One of the Democrat talking points about voter ID laws is that in some areas (inner city and rural) it is very difficult for minorities to obtain a state or Federal ID and that cost is also a barrier. Having spent 3 years in rural Missouri, there’s some truth to that. DMV office that only issues IDs and Driver’s Licenses one day a week because the staff has to rotate to 4 different offices in 4 different small towns, and when they are open, they don’t have enough time to serve everyone that shows up some days – and to get to another office is over an hour or two away, if you’re lucky. The solution to that though would be to make getting a state ID part of the advancement requirements for high school kids – you must have a state ID or driver’s license before advancing to senior status, and just have the proper people show up at the high school on a schedule. No excuses after that.

    The Friendly Grizzly in reply to Antifundamentalist. | October 8, 2021 at 5:04 am

    A re-thinking of who gets to vote is also in order.

    It might be inconvenient but that is different than difficult. I was stationed overseas most of my military career. When I came home on leave I had to go to the DMV to renew my DL. I certainly had better things to do with my time than call the DMV, figure out their hours, find the new location, stand in line, fill out forms, stand in a second line to turn in the forms and take the photo.

    If service members who live on a different continent can use use their leave, vacation days, to get this done during a brief visit back to their hometowns then the folks who live year-round should be expected to do the same.

I believe one of the nuances they are referring to is that blacks and other ethnic minorities support voter ID requirements.

E Howard Hunt | October 8, 2021 at 8:55 am

Geesh, they are acting like the photo has to be a portrait commissioned to Annie Leibovitz.

Fact checkers lose their authority when they wade into biases.

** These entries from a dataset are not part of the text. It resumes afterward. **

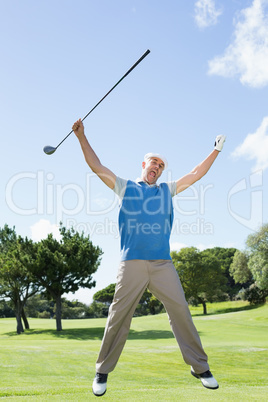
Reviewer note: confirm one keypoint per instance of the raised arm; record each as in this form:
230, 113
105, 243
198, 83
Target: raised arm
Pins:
105, 174
200, 170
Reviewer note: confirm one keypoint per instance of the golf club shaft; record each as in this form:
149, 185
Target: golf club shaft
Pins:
121, 79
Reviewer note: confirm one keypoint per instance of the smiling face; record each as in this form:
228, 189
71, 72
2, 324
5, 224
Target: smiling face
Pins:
152, 169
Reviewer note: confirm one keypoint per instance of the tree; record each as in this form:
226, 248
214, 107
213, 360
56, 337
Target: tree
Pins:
239, 268
16, 283
65, 266
225, 257
257, 244
200, 274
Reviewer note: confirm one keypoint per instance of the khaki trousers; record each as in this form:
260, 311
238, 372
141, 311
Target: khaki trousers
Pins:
161, 278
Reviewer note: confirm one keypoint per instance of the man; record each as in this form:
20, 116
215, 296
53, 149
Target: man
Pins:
145, 222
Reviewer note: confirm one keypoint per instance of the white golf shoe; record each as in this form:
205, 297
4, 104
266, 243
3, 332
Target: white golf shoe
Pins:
206, 378
99, 384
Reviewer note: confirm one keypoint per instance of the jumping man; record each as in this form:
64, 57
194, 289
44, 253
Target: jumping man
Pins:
145, 222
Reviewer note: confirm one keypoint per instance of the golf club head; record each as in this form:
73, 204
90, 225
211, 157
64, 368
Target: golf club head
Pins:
49, 150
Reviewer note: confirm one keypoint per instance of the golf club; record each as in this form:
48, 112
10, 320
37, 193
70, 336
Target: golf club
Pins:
49, 150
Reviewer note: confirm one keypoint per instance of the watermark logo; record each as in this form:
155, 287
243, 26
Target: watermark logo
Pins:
248, 211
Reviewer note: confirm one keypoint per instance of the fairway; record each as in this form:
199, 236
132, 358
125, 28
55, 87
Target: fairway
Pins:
43, 365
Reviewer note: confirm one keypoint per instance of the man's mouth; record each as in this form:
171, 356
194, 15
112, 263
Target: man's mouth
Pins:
152, 174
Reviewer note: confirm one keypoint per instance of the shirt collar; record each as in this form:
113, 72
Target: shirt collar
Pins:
139, 180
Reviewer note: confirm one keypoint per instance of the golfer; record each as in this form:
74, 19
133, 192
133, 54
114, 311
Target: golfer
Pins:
145, 222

That ship has sailed a long time ago, but this is just one of the reasons it did.

Main reasons:
-This current problem: Everything is black and white (and usually whichever of those colors is considered “wrong”) when it’s on the disfavored side of their bias. However, when it’s on the favored side of their bias, it’s “complicated”. The original fact-checker in the modern era (Snopes) began to fall prey to this pitfall during the early Obama tenure. Contextualizing to favor one position while decontextualizing the opposition is petty and vindictive but quite rampant now.

-Nitpicking with bias. Small factoids are “debunked” regularly on the disfavored side of bias just to make petty attacks while they are ignored on the favored side of bias.

-Ignoring huge errors. This somewhat goes along with the previous point, but when big demonstrably false statements are ignored on only one side of the spectrum, the silence is a deafening chorus of bias.

-“Debunking” facts with opinions or deliberately leaving out all factual data. We’re seeing this one a lot recently where a fact checker tries to rush to the rescue and makes a huge twitterverse worthy blunder. Nothing will undermine factchecker credibility like not sticking to the facts.

    henrybowman in reply to healthguyfsu. | October 9, 2021 at 10:19 am

    The main trick now is turning the original claim into a similar-sounding but not equivalent strawman claim, and then debunking that. And this is why fact-checkers are suddenly getting sued by people like Veritas and Stossel with simple claims of, “This is slander — you wrote that I said something that I absolutely did not say.”
    The classic editorial cartoon shows Paul Revere on his horse, screaming “The British are coming!”; stamped underneath is “Mostly False: the vast majority of British are not coming, just a relatively small military detachment.”